Extrait du roman (p.17-19)

Ils sortirent ensemble dans la nuit froide et poussiéreuse.

Bien que le défilé fût depuis longtemps terminé, il y avait encore beaucoup de monde sur l'eau.
Des gamins avaient organisé un combat naval avec des radeaux de planches fixées sur des bidons en plastique, des couples se promenaient en barque, des péniches passaient lentement. Sur le débarcadère, devant le Ruban de Moebius, une douzaine de personnes prenaient le frais en bavardant, un verre à la main. Une petite vedette rapide était amarrée à un poteau rouge et blanc. L'oiseau vert vola droit vers elle à la lueur des lunes jumelles.

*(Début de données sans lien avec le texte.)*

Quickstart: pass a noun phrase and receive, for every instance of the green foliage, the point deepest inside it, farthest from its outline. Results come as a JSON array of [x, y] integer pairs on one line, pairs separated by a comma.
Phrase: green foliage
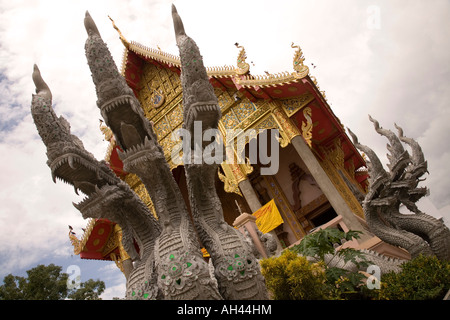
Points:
[[341, 283], [47, 283], [293, 277], [89, 290], [422, 278]]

Celles-ci brillaient sur le désert et sur la steppe, sur les colonies polaires et les canyons au fond desquels coulaient les canaux larges et profonds. Elles coloraient les déserts, baignaient les pampas, scintillaient sur les mines de verre, miroitaient sur les lacs d'algues des cités enchevêtrées. Elles éclairaient les arènes de Barsoom et argentaient les pelouses de Bradbury. Sans discrimination, elles illuminaient les sombres blocs monolithiques de la vieille ville et l'arrogant et fiévreux fouillis de la nouvelle, observant sans commentaires la façon dont elle s'étalait par-delà les vestiges du dôme démantelé.

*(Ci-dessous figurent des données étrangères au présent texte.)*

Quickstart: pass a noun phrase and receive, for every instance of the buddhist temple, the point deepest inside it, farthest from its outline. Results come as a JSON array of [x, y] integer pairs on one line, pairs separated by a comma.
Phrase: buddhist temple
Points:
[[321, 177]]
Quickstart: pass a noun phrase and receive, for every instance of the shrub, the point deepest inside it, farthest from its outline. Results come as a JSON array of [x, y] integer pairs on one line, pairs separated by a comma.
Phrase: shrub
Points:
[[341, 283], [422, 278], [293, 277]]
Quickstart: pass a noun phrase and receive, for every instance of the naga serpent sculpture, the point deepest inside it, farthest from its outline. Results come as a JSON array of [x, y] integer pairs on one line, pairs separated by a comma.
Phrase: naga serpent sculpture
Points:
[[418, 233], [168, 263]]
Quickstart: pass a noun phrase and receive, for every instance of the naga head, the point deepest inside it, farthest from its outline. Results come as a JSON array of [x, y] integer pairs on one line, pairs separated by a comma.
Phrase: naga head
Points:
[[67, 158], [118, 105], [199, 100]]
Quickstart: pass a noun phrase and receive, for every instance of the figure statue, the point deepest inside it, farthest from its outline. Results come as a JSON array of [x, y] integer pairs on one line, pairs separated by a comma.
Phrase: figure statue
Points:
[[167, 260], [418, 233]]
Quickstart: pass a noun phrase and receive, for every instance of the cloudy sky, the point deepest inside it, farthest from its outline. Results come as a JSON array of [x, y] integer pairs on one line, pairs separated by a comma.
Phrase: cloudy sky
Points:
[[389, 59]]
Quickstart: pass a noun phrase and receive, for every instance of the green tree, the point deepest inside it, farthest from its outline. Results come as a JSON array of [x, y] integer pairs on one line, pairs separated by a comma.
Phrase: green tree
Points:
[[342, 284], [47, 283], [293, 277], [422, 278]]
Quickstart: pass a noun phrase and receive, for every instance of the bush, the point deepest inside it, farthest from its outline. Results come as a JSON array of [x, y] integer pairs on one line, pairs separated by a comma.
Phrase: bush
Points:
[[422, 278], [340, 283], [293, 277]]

Ébahie de sa bonne fortune, Tabatha s'assit à l'arrière du bateau qui fendait les eaux crasseuses sous le regard acide d'un mur vidéo. Mars, songeait-elle, n'était plus que l'ombre d'elle-même : l'argent s'était enfui. À peine quelques années plus tôt, Schiaparelli était encore une matrice multiculturelle pleine de vie, un carrefour cosmopolite du système solaire, où toutes les races clientes des Capelliens coexistaient dans une bruyante harmonie, ou qu'elles traversaient, marchandant, en route pour les caravansérails du Sud. A présent, les bus de touristes côtoyaient les caïques et les fardiers de l'Alcazar, les souvenirs importés surchargeaient les étagères des boutiques de prêts sur gages fréquentées jadis, les lendemains de cuite, par des spatios titubants qui serraient contre leur coeur magnétos et accordéons.

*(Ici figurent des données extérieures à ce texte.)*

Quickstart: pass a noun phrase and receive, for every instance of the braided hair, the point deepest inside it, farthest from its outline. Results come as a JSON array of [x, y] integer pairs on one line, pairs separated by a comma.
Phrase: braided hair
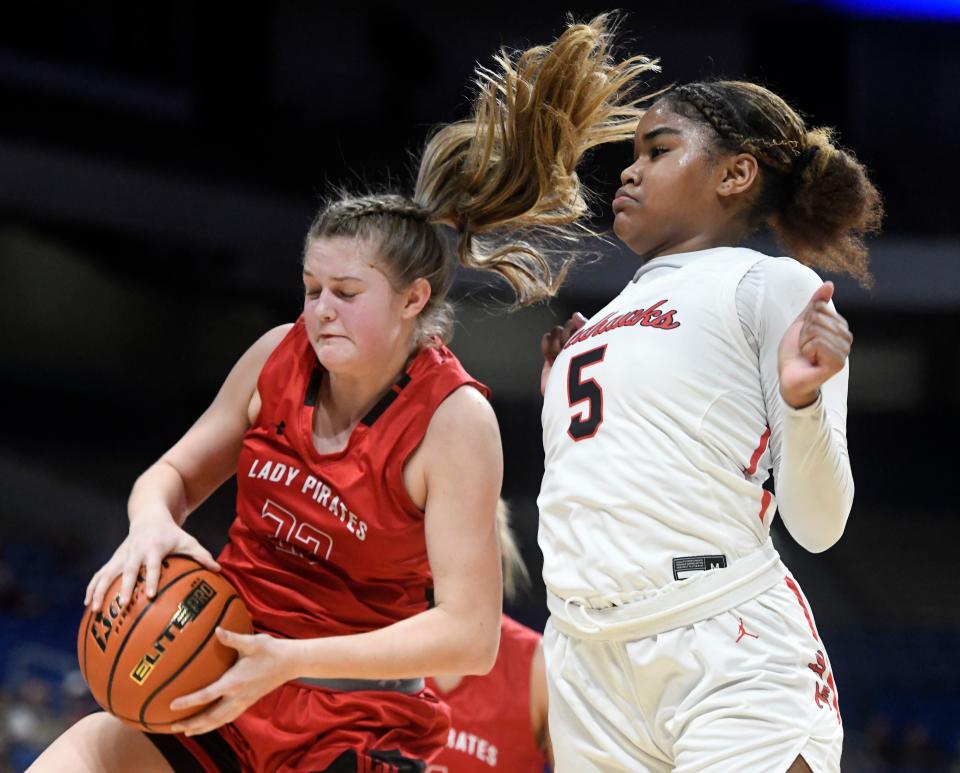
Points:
[[505, 178], [815, 196]]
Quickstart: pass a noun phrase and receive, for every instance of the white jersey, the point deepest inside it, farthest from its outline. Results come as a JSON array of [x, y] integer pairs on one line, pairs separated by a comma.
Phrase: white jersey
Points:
[[656, 433]]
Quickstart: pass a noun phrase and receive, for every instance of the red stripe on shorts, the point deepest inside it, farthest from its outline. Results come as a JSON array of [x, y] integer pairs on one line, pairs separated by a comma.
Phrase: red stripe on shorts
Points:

Tabatha l'aimait assez comme ça, même si elle se rappelait des jours meilleurs, il n'y avait pas si longtemps, quand, dans les bodegas, les orchestres de jazz jouaient presque assez fort pour couvrir le furieux vacarme des vieux prospecteurs d'épices en train de jouer au mah-jong. On pouvait dormir partout où il faisait assez chaud et même les flics ne venaient pas vous déloger. En vous réveillant, à l'aube, vous découvriez un lama errant en train de fouiller dans votre poche et un groupe de marchands de paillettes thrants qui installaient leur étal autour de votre lit.
Enfilant vos bottes, vous cligniez des yeux et partiez en trébuchant à travers le souk, volant un chapati à une vieille femme, avant de vous engager sous les arcades en suivant l'odeur du café fraîchement torréfié. Les gens se penchaient aux fenêtres pour bavarder avec les passants. En travers des cent quatre-vingt-dix-neuf bassins secondaires, leur linge coloré pendait, raide, dans le froid mordant du petit matin. Au moment où vous traversiez le Pont de Cuivre, le soleil apparaissait au-dessus des toits, jaune vif dans un ciel cannelle. Des robots ravitailleurs filaient rapidement sur l'eau, bourdonnant pour eux-mêmes. Plus loin, dans les jardins Hamishawari, les fontaines s'éveillaient.
Pour les humains qui, une fois qu'ils purent maîtriser l'espace, avaient préféré le sillonner plutôt que de traîner en orbite pour y bâtir, Mars et ses lunes tournoyantes avaient été le premier objectif. Des mains capelliennes dirigeaient les opérations, des machines capelliennes se chargeaient de la construction, mais c'était par et pour les humains de la Terre, sa plus proche voisine, que la grande entreprise de mise en valeur de Mars avait été lancée. On pouvait comprendre l'ardeur qui animait ces pionniers. Soudain, une nouvelle planète tout entière était accessible. Et non seulement accessible, mais disponible, inoccupée, déserte. Abandonnée.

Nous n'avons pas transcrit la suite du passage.